L'état d'accumulation est toujours caractérisé par la désintégration des couples d'opposés. Tandis que la libido progresse, les couples d'opposés sont unis dans le cours coordonné des événements psychiques. Leur coopération active rend possible la régularité équilibrée du processus qui, sans équilibration intérieure, serait unilatéral et insensé.
Aussi a-t-on raison de considérer toute extravagance et toute exagération comme une perte d'équilibre, puisque leur manque évidemment l'effet coordonnateur de la pulsion antagoniste. Par conséquent il appartient à l'essence de la progression, qui est la réussite du travail d'adaptation, qu'impulsion et contradiction, que oui et non, en soit arrivé à agir régulièrement en une harmonieue réciprocité. Cet équilibre pression et l'union des coupes de poussées, nous les trouvons, par exemple, dans le processus de réflexion en vue d'une décision ...
Lorsque la libido stagne et que la progression est devenue impossible, oui et non ne peuvent plus s'unir en vue d'un acte coordonné, puisqu' ils ont atteint des valeurs légales qui se contrebalancent réciproquement.
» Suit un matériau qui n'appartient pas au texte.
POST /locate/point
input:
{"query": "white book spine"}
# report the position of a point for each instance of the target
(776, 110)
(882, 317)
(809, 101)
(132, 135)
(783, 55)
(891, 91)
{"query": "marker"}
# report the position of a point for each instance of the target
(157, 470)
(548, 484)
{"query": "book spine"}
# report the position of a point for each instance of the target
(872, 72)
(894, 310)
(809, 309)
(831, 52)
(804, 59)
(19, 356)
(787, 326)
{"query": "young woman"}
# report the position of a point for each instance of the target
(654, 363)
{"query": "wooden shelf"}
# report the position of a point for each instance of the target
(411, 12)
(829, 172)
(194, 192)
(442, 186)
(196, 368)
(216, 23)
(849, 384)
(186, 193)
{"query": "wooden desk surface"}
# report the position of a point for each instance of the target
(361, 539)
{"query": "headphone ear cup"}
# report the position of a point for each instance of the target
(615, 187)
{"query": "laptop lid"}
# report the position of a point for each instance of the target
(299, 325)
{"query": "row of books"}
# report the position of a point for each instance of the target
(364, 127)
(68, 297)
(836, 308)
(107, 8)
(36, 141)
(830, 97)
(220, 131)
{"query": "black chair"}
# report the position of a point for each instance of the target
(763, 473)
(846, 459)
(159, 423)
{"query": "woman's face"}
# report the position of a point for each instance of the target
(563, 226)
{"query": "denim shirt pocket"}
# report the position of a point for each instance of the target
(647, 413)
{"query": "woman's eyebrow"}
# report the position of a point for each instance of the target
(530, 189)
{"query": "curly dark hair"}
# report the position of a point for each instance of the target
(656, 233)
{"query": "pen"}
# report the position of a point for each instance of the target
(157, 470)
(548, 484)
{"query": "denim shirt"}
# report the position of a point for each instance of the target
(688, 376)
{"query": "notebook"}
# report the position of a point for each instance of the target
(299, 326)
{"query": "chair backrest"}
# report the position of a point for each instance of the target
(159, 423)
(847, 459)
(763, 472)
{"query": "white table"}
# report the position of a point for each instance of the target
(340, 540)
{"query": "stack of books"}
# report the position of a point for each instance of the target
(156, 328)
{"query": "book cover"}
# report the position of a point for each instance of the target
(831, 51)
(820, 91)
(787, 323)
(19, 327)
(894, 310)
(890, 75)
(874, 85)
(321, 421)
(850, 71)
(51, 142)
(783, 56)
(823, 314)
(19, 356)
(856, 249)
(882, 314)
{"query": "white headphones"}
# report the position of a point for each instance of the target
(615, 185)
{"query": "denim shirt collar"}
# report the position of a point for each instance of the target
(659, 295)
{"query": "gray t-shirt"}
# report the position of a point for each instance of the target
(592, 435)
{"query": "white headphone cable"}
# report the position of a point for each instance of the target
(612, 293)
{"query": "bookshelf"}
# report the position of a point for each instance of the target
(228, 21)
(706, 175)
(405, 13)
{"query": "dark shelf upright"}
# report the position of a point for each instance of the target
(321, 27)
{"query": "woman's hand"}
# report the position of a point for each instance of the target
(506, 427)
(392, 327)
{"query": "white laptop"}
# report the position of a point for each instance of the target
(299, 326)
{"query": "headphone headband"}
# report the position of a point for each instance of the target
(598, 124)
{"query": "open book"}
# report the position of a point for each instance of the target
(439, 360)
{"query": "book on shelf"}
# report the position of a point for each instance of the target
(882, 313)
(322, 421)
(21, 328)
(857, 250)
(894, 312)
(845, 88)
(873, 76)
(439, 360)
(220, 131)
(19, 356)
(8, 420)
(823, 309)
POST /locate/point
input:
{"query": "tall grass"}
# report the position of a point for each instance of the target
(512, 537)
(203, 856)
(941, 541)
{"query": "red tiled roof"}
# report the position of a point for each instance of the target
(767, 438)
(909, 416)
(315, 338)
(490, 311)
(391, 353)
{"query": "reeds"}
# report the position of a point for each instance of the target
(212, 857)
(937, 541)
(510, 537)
Plus la stagnation dure, plus grandit l'importance des position opposée qui, par la suite, s'enrichissent en association et s'adjoignent des nouveaux districts du matériel psychique.
La tension mène au conflit; le conflit, à des tentatives de refoulement réciproque et, si le refoulement du parti adverse réussit, c'est la dissociation de la personalité...et la possibilité de névrose.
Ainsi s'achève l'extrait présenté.